Museums will be able to finally reopen on July 4 after a four-month shutdown, but visitors will have to follow one way routes under strict new guidelines.
Museums have been told they will have to allocate “timed tickets” to reduce the number of people entering an exhibition or site at any one time.
People probably won’t be allowed to pop into a museum or gallery on a whim, as these tickets may need to be pre-booked, according to guidance from the Government.
Venues should also put in one-way systems where possible, to limit the number of people moving in and out of different rooms.
The guidance suggests implementing “wait” or “stop” signs in busy areas.
Foyers and assembly areas will be used for queuing, which will have to be socially distanced.

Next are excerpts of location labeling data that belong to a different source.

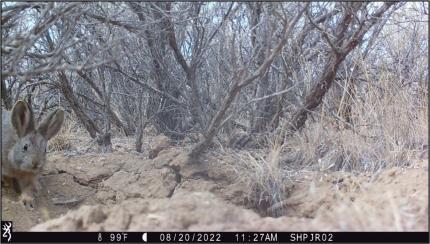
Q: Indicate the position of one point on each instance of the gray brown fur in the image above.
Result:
(24, 146)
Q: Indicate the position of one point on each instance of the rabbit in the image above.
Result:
(24, 147)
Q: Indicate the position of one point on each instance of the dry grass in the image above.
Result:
(64, 139)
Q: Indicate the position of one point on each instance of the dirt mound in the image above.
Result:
(194, 211)
(126, 191)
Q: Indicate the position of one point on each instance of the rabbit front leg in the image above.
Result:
(28, 187)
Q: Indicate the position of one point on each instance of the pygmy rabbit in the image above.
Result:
(24, 147)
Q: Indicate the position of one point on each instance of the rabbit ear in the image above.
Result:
(51, 124)
(22, 118)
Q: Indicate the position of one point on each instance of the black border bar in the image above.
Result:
(235, 237)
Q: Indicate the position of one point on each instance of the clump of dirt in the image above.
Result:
(124, 191)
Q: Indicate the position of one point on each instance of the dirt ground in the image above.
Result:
(126, 191)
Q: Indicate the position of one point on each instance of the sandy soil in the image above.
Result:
(126, 191)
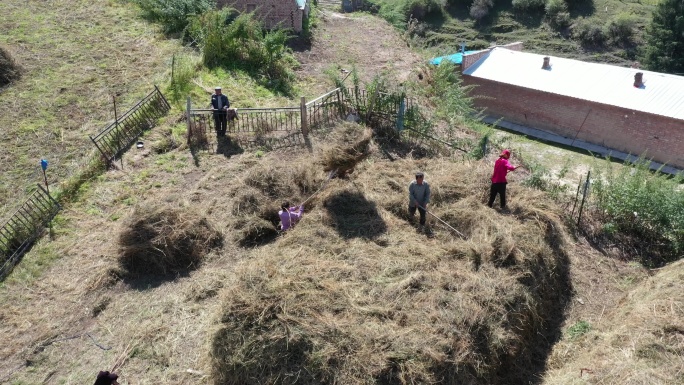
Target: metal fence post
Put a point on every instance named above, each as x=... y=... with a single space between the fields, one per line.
x=584 y=196
x=187 y=112
x=304 y=117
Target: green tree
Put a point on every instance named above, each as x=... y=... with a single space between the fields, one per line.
x=665 y=41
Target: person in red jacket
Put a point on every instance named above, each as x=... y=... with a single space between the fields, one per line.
x=501 y=167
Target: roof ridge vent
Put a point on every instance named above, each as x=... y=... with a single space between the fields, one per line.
x=639 y=80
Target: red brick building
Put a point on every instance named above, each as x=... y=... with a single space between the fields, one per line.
x=289 y=14
x=625 y=109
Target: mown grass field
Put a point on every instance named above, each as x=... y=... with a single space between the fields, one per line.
x=77 y=56
x=67 y=311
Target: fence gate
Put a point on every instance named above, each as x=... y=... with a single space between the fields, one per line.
x=24 y=227
x=268 y=128
x=118 y=136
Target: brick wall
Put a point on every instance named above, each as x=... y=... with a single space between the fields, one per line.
x=273 y=13
x=629 y=131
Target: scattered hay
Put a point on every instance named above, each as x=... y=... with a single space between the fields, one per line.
x=9 y=69
x=331 y=303
x=159 y=240
x=349 y=146
x=255 y=231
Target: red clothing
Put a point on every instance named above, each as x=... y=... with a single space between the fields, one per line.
x=501 y=168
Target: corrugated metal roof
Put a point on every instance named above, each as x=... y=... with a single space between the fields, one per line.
x=663 y=94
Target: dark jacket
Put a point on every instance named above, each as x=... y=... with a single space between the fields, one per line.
x=224 y=101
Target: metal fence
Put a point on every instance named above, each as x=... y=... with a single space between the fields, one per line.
x=272 y=128
x=118 y=136
x=24 y=227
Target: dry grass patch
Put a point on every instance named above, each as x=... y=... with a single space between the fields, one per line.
x=159 y=240
x=640 y=342
x=349 y=145
x=9 y=69
x=355 y=295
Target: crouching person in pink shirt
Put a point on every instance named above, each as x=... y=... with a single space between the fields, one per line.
x=289 y=215
x=501 y=167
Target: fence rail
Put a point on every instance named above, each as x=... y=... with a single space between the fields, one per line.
x=24 y=227
x=273 y=128
x=124 y=131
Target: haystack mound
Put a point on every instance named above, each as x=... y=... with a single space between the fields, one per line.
x=347 y=146
x=9 y=69
x=387 y=304
x=159 y=240
x=642 y=342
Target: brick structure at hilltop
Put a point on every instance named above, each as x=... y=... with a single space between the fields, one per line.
x=596 y=103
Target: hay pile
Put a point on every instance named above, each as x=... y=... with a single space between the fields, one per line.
x=642 y=342
x=355 y=295
x=159 y=240
x=9 y=69
x=348 y=145
x=254 y=199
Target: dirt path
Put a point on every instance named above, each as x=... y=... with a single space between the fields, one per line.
x=343 y=41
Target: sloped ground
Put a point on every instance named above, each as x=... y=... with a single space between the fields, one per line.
x=67 y=314
x=343 y=41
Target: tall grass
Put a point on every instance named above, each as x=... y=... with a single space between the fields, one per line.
x=173 y=15
x=242 y=43
x=634 y=201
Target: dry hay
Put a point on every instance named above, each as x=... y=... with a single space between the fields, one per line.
x=348 y=145
x=159 y=240
x=641 y=342
x=9 y=69
x=386 y=304
x=254 y=201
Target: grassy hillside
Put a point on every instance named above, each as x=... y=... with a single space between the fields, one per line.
x=588 y=32
x=77 y=56
x=354 y=292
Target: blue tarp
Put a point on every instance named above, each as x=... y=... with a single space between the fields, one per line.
x=456 y=58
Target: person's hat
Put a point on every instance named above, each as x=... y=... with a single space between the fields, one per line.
x=105 y=377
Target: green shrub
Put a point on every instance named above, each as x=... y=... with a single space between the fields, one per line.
x=588 y=32
x=636 y=201
x=621 y=28
x=173 y=15
x=528 y=5
x=183 y=71
x=480 y=8
x=243 y=44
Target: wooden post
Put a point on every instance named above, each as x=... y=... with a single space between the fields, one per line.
x=188 y=106
x=304 y=117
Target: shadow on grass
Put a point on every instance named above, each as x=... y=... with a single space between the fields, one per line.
x=353 y=216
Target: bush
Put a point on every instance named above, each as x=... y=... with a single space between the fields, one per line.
x=480 y=8
x=634 y=201
x=173 y=15
x=621 y=28
x=528 y=5
x=554 y=7
x=588 y=32
x=243 y=44
x=9 y=69
x=557 y=13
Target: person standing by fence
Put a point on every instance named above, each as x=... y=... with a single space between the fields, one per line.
x=419 y=197
x=501 y=167
x=220 y=105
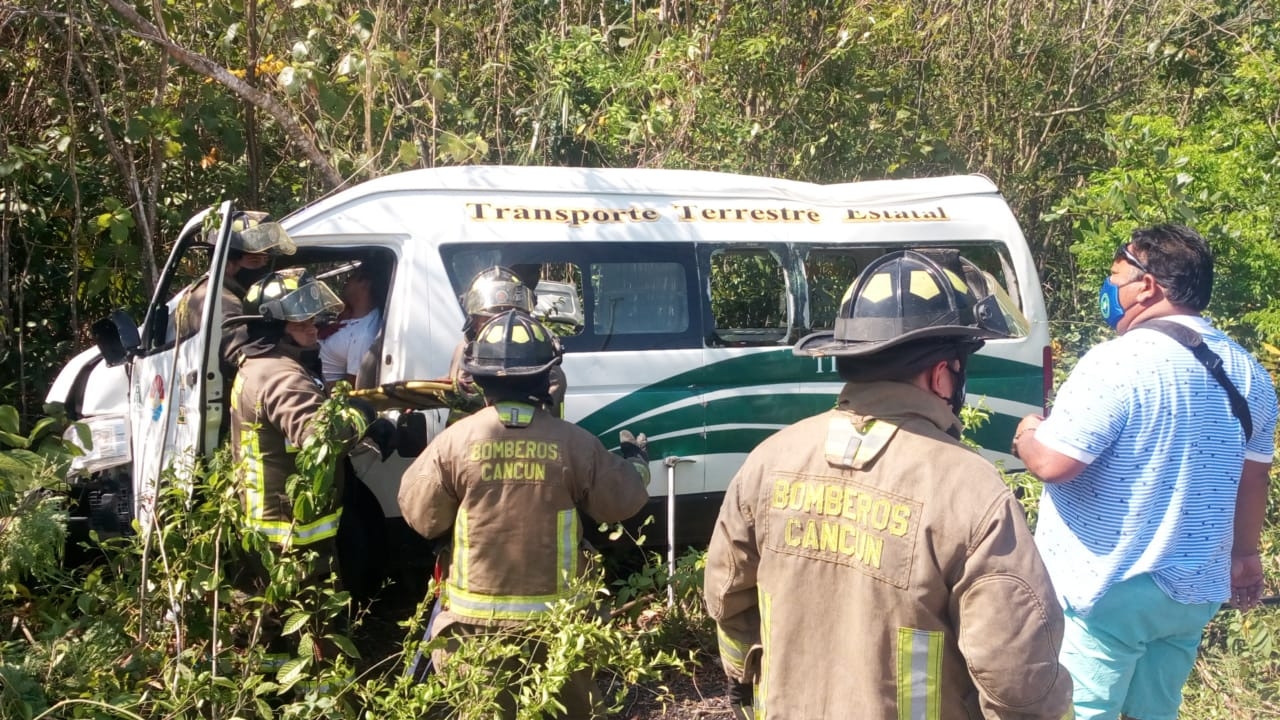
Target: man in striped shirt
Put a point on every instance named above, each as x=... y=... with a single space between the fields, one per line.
x=1156 y=492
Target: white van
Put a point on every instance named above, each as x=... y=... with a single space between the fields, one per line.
x=681 y=295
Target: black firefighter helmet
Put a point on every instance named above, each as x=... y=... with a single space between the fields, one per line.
x=289 y=295
x=254 y=232
x=511 y=345
x=496 y=290
x=908 y=296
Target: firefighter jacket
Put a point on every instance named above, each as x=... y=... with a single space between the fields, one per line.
x=865 y=564
x=274 y=399
x=510 y=482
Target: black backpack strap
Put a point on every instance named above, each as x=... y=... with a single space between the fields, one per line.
x=1193 y=341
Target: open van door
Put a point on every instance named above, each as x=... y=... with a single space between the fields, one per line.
x=176 y=386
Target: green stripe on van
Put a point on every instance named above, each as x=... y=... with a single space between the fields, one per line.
x=773 y=408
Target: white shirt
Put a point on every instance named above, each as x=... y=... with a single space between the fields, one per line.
x=1164 y=455
x=342 y=351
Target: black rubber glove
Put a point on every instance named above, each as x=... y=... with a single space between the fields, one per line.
x=740 y=698
x=364 y=408
x=382 y=432
x=634 y=447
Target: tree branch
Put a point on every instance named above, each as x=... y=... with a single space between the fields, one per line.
x=259 y=99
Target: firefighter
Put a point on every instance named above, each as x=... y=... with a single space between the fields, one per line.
x=254 y=244
x=275 y=395
x=510 y=482
x=867 y=564
x=493 y=291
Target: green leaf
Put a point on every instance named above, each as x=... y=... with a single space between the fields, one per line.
x=293 y=623
x=9 y=419
x=291 y=671
x=13 y=440
x=39 y=429
x=408 y=155
x=13 y=469
x=344 y=645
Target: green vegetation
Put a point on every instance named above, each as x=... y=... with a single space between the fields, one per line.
x=118 y=123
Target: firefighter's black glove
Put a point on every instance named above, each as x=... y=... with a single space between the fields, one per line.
x=739 y=698
x=382 y=432
x=634 y=447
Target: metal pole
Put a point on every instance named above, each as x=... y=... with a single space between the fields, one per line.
x=671 y=525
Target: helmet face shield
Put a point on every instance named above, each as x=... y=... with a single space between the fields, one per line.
x=511 y=345
x=252 y=233
x=266 y=238
x=307 y=301
x=908 y=295
x=291 y=295
x=494 y=291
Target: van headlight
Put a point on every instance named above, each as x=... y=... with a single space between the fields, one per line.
x=110 y=443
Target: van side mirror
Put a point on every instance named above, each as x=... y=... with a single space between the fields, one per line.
x=117 y=337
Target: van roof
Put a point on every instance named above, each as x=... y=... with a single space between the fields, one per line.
x=649 y=182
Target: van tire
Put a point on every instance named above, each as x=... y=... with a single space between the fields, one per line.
x=361 y=540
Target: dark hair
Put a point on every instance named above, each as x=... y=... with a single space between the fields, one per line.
x=524 y=388
x=1179 y=259
x=905 y=361
x=376 y=273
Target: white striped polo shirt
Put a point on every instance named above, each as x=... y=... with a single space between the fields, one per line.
x=1164 y=455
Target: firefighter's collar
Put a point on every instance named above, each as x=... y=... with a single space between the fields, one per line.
x=897 y=401
x=515 y=414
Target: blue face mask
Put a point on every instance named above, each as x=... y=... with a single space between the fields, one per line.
x=1109 y=302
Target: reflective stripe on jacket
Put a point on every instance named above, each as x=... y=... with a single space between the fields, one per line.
x=865 y=564
x=511 y=496
x=273 y=401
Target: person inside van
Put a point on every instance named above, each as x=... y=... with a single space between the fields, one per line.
x=344 y=342
x=493 y=291
x=255 y=242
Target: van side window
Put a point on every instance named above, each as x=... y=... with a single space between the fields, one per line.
x=830 y=273
x=830 y=270
x=599 y=296
x=639 y=297
x=750 y=302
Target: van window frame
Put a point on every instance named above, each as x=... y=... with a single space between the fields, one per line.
x=584 y=255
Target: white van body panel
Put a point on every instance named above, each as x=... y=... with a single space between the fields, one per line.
x=416 y=213
x=707 y=396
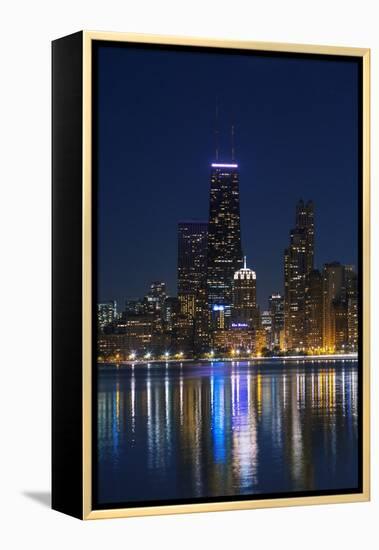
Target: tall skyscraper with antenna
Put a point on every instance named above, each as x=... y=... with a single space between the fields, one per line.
x=298 y=263
x=224 y=252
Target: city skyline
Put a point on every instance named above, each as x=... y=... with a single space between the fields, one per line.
x=144 y=199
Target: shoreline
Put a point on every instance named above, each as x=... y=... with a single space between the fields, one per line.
x=353 y=357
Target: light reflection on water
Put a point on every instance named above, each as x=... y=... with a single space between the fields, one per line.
x=213 y=430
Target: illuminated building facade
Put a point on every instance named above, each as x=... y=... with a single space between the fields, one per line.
x=313 y=311
x=266 y=326
x=155 y=298
x=106 y=314
x=192 y=275
x=235 y=339
x=333 y=303
x=244 y=295
x=192 y=255
x=276 y=308
x=298 y=263
x=171 y=310
x=224 y=251
x=352 y=308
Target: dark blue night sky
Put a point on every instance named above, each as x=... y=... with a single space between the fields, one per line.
x=296 y=136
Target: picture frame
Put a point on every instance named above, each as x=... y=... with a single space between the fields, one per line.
x=75 y=178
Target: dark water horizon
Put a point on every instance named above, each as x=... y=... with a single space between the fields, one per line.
x=198 y=430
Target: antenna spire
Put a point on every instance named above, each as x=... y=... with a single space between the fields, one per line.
x=232 y=138
x=216 y=130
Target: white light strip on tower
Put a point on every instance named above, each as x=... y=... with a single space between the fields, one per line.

Interactive exhibitions could also have to be ditched – meaning audio guides to museums could be banned.
If museums want to keep them in place, the rules suggest thorough cleaning and quarantining them to limit the risk of germs lingering after visitors have used them.
The guidance says: “Museums (should consider) new formats for the content such as apps that can be accessed on personal devices or quarantine periods for public handsets.”
Internal shops and cafes will have to follow the same social distancing advice as those outside of museums and galleries – including quarantining clothes which people have tried on, taking orders via apps, and putting screens in front of counters to protect staff.
Visiting museums and galleries could mean a long hike up stairs, as venues have been advised to limit the use of lifts to people with limited mobility.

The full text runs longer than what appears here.